Exercise 2: Protocol Sniping
In Exercise 1 we terminated any suspicious command shells for Windows 8.1/Server 2012 R2. But what if the attacker compromised a computer running Windows 7? Or what if we want to respond to an activity that involves the legitimate use of cmd.exe? In some cases, we will want to block protocols from being used on the network rather than look for a system-specific content.
Remember our rule for detecting unauthorized file transfers from FTP server? In this exercise, we will use FlexResp to not only detect, but respond to such activity. For this, we will need to look deeper into client/server communications.
On your Ubuntu Server VM, launch Wireshark as root from a terminal shell (sudo wireshark). Start capturing traffic on eth0. Now go to your Kali Linux and connect to the FTP server running on the Windows Server 2012 R2. Remember, login credentials are infosec/password$$$. Once logged on, download the testfile.txt with get, then try uploading it with put (you will get a permission error, but that doesn’t matter for our purposes). Enter exit to close the connection. See below for the complete sequence of commands.
Ethical Hacking Training – Resources (InfoSec)
Go to your Ubuntu Server VM and stop the Wireshark capture.

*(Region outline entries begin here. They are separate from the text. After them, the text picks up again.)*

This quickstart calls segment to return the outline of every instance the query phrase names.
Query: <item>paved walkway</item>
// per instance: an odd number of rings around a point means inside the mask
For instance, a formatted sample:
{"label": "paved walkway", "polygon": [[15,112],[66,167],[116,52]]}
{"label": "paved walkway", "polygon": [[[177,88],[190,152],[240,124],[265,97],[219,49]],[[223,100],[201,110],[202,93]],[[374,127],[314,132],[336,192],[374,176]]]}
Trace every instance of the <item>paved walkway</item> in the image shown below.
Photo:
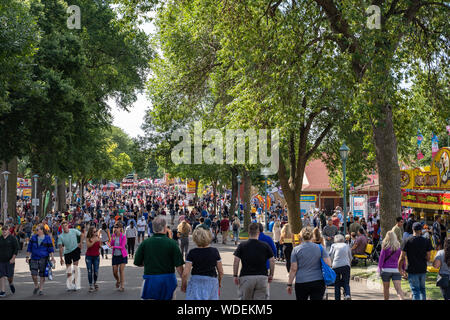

Apply the following filter to the results, to only show communications between our FTP server and client (x.x is the Kali Linux IP, and y.y is the Windows Server 2012 R2 IP):
ip.addr==192.168.xx && ip.addr==192.168.y.y
Look through the list of packets. You will see the RETR request and the STOR request further down.
These are raw FTP commands for retrieving a file (RETR) and uploading (storing, STOR) a file to an FTP server. They are standardized, meaning that they will be the same regardless of the system/application used. Which makes them perfect for our rule. In our local.rules file, find the “Unauthorized File Download” rule (sid:1000013) and edit it as follows (x.x is your Ubuntu Server IP, y.y is your Windows Server 2012 R2 IP address):
alert tcp !192.168.x.x any -> 192.168.y.y 21 (msg:”Unauthorized File Download; content:”RETR”; resp:rst_all; flowbits:isset,logged_in; sid:1000013; rev:1;)

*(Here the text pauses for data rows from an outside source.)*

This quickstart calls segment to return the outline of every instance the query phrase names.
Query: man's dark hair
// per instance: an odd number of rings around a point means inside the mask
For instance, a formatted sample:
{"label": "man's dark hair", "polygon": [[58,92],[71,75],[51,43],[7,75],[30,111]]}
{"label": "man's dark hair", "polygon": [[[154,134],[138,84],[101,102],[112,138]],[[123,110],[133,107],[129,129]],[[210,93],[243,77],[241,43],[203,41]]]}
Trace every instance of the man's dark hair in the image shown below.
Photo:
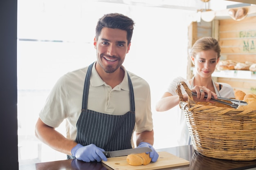
{"label": "man's dark hair", "polygon": [[98,40],[103,28],[118,29],[127,32],[127,38],[129,44],[132,39],[134,25],[134,22],[132,19],[122,14],[112,13],[105,14],[99,19],[97,23],[95,35],[96,40]]}

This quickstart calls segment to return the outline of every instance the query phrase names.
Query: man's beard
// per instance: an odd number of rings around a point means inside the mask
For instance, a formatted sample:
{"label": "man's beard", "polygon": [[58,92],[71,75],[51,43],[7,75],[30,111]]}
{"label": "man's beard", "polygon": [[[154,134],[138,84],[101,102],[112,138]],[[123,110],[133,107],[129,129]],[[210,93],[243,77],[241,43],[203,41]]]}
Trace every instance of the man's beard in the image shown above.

Save the file and start Snort in IDS mode. From your Kali Linux VM connect to the FTP server again as we did earlier and enter get testflie.txt to download it. Now try downloading a different file: get hashes.txt. The connection is closed now.
Our rule detected file download and terminated the session.
Maybe you can find a way to make this rule better?